Trivia        Fotos        Screensavers        Wallpapers        Passatempos        Artigos
SerieY 3
"Camarate"

"Camarate"
de Luís Filipe Rocha
Vasco T. Menezes

 

 

No 23º aniversário de um dos escândalos políticos mais nebulosos da história portuguesa contemporânea, a colecção de DVD do PÚBLICO publica “Camarate”, um olhar desencantado sobre as instituições e a inércia de um país

 

Na noite de 4 de Dezembro de 1980, o primeiro-ministro de Portugal, Francisco Sá Carneiro, e o ministro da Defesa, Adelino Amaro da Costa, morreram num desastre de avião, durante a campanha para as eleições presidenciais desse ano.

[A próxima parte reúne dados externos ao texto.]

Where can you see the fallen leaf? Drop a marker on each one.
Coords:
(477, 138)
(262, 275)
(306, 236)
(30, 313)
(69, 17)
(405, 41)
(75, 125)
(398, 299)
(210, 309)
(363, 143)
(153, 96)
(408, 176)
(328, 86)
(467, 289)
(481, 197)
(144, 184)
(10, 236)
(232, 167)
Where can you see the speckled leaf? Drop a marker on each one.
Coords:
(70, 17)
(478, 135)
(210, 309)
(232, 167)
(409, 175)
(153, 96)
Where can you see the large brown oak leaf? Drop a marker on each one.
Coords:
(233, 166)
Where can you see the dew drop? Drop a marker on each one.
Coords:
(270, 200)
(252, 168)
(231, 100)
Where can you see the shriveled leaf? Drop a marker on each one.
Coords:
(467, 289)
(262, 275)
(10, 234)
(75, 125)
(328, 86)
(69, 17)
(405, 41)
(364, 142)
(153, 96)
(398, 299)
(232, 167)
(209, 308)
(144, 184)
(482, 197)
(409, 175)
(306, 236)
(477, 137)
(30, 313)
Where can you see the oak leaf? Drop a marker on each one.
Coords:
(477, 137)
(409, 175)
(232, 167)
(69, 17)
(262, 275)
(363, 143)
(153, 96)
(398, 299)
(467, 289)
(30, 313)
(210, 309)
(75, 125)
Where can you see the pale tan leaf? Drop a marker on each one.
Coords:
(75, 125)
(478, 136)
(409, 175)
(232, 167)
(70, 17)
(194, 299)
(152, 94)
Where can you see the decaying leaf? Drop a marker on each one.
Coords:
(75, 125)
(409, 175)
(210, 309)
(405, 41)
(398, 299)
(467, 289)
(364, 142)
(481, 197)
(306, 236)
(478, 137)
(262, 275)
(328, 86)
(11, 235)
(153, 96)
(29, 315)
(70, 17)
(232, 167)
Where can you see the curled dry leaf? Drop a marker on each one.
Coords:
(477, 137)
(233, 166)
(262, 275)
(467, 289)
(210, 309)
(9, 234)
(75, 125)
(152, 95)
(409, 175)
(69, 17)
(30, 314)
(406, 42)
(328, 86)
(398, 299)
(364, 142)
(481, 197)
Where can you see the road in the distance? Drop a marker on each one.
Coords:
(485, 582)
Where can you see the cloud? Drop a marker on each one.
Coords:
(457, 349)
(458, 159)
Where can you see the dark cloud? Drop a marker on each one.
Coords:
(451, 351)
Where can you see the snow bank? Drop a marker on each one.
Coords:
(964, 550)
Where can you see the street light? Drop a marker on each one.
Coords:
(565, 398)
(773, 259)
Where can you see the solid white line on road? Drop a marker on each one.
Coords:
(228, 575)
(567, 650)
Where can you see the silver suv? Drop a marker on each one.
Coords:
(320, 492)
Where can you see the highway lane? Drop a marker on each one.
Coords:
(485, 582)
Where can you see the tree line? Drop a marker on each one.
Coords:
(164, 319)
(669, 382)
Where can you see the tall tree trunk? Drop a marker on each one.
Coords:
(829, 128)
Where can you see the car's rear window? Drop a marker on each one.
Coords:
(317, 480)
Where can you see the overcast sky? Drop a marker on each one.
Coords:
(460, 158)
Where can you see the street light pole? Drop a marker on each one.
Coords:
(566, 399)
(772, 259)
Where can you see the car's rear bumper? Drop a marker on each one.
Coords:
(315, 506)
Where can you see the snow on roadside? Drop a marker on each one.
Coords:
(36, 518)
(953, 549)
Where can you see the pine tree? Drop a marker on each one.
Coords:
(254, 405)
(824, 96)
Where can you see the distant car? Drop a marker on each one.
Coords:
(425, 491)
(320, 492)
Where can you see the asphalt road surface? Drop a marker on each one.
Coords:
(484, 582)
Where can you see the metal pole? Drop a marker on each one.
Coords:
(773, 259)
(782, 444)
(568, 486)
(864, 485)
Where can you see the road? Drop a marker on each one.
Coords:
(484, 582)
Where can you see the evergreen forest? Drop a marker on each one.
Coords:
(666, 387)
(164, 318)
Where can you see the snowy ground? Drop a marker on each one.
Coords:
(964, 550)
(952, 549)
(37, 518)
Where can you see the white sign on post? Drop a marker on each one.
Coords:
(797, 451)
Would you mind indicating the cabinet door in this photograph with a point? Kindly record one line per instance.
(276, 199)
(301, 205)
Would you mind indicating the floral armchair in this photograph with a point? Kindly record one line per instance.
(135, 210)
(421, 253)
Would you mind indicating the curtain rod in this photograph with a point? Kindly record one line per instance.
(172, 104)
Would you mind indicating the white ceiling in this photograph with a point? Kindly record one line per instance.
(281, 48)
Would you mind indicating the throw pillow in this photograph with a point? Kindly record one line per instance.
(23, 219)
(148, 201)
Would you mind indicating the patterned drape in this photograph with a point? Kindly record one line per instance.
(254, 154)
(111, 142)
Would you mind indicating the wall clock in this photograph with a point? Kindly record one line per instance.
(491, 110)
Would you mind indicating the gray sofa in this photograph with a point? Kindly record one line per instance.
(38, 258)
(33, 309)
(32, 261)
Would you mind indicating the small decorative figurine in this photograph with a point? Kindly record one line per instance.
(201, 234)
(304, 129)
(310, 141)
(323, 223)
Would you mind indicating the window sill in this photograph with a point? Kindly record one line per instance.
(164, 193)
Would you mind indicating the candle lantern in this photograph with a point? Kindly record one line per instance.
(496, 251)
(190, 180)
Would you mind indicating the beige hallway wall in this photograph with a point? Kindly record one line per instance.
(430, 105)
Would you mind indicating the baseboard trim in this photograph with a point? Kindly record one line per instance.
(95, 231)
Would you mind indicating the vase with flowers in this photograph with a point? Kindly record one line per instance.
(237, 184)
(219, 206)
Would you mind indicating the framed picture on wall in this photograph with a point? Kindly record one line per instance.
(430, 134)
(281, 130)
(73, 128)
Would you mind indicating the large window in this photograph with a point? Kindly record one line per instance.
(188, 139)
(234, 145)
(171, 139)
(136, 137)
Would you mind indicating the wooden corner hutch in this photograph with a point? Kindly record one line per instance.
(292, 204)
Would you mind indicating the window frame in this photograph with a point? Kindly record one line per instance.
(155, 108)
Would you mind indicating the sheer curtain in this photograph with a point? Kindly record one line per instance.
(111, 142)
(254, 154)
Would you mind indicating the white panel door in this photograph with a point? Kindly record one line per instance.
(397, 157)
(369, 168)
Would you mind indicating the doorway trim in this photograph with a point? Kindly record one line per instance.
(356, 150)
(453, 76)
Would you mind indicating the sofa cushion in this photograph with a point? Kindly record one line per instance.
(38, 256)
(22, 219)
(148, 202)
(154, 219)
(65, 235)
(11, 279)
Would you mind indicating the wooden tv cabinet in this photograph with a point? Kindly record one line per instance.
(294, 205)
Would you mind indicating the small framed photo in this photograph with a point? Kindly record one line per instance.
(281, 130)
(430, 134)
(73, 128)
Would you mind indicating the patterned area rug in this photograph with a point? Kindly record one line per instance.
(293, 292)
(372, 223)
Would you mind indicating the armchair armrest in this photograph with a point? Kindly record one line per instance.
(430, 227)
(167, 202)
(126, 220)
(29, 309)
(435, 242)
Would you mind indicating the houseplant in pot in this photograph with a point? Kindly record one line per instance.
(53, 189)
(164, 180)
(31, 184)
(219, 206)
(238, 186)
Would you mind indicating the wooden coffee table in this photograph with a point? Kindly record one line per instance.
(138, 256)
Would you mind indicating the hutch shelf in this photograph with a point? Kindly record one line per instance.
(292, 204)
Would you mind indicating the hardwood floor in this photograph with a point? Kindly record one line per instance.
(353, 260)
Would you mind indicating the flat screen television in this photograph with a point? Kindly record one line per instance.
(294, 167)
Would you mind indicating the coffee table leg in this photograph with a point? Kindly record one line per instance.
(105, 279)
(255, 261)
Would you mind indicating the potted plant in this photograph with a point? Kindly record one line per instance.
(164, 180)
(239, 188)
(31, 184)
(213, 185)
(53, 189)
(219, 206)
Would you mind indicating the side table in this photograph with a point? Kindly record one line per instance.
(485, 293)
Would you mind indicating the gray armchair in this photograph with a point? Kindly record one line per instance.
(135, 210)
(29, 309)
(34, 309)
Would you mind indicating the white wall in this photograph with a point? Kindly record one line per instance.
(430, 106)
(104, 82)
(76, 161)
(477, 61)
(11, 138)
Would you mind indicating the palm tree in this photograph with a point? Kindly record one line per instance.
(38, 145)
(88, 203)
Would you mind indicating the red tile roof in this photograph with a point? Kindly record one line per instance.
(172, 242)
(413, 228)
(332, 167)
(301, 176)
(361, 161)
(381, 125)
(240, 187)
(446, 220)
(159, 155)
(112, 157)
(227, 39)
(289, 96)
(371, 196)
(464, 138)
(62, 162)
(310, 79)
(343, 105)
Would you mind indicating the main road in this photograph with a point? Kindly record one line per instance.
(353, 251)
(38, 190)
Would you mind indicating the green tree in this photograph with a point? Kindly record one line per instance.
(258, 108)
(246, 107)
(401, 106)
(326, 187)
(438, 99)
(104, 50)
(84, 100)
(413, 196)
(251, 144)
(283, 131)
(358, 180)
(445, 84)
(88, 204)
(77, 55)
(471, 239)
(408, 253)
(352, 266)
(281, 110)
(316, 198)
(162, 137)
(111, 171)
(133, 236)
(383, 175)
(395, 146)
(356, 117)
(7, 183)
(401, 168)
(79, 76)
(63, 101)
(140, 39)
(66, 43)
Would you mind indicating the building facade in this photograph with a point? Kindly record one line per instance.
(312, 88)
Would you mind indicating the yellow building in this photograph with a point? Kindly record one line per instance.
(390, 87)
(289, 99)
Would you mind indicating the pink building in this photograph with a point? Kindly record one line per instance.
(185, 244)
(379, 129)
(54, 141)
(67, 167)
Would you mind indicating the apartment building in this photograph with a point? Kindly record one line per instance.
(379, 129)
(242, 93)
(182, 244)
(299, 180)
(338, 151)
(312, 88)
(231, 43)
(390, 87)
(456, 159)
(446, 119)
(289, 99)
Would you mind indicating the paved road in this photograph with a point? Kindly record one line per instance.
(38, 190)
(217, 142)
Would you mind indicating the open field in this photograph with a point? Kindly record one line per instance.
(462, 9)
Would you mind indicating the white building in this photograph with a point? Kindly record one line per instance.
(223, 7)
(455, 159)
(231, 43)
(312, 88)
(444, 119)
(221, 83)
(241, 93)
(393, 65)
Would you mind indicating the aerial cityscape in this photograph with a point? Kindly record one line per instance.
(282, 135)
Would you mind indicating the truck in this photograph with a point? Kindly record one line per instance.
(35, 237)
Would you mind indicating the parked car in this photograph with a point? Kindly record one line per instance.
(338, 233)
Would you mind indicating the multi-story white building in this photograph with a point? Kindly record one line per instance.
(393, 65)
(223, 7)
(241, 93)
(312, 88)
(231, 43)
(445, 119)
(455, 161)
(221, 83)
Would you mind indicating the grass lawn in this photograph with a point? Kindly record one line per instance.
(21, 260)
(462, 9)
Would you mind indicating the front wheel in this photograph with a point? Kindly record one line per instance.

O avião tinha acabado de levantar voo quando se despenhou e ardeu numa rua de um pequeno bairro contíguo ao Aeroporto de Lisboa: Camarate.

 

Partindo de um acontecimento traumático debatido até exaustão e que ainda hoje permanece por resolver plenamente, Luís Filipe Rocha construiu uma ficção, “Camarate” (2001). No centro, uma juíza da primeira instância, Luísa Ramos (Maria João Luís), que, já no final dos anos 90, vê o seu quotidiano abalado por um processo, entretanto arquivado, que, por sorteio, lhe vem parar às mãos. E, após a visita de um misterioso juiz colocado em Macau — que lhe conta a sua peculiar versão do que se passou em Camrate: uma conspiração não contra Sá Carneiro, mas contra Amaro da Costa, devido à investigação que ele mandara fazer ao Fundo de Defesa Militar Ultramar —, decide reabri-lo.

 

Com a ajuda do pai (Filipe Ferrer), antigo assessor de Direito, descobre que os relatórios desapareceram, as testemunhas-chave nunca foram ouvidas, as peritagens ficaram por fazer e as provas materiais nunca mais foram vistas. E como se uma investigação labiríntica não bastasse, a vida pessoal de Luísa também não prima pela simplicidade, presa que está a um triângulo amoroso que tem o antigo namorado, um deputado (José Wallenstein), de um lado, e o actual companheiro, um juiz (Virgílio Castelo), do outro.

 

Na data do 23º aniversário do mediático caso, a série Y convida-o a investigar “Camarate”, o segundo de três títulos do realizador português Luís Filipe Rocha a surgir na colecção, após “Sinais de Fogo” (1995) e antes de “Adeus, Pai” (1996). Um filme que não é tanto sobre o que realmente se passou na noite fatídica de 4 de Dezembro de 1980, mas um retrato, soturno e pessimista, sobre as instituições e a inércia de um país, Portugal. De resto, algo que o próprio cineasta confirmou, em tempos: “Não me interessa se foi acidente ou atentado, mas sim perguntar como é que durante 20 anos um órgão de soberania afirmou que foi atentado e um outro órgão afirmou que foi acidente.”

 

Entre vestígios de filme de tribunal, elementos de filme de investigação e uns pozinhos de cinema conspirativo, o resultado é uma obra sóbria e inteligente, que assume a impossibilidade de reimplantação de uma ordem perdida e se esquiva à armadilha da manipulação dos factos.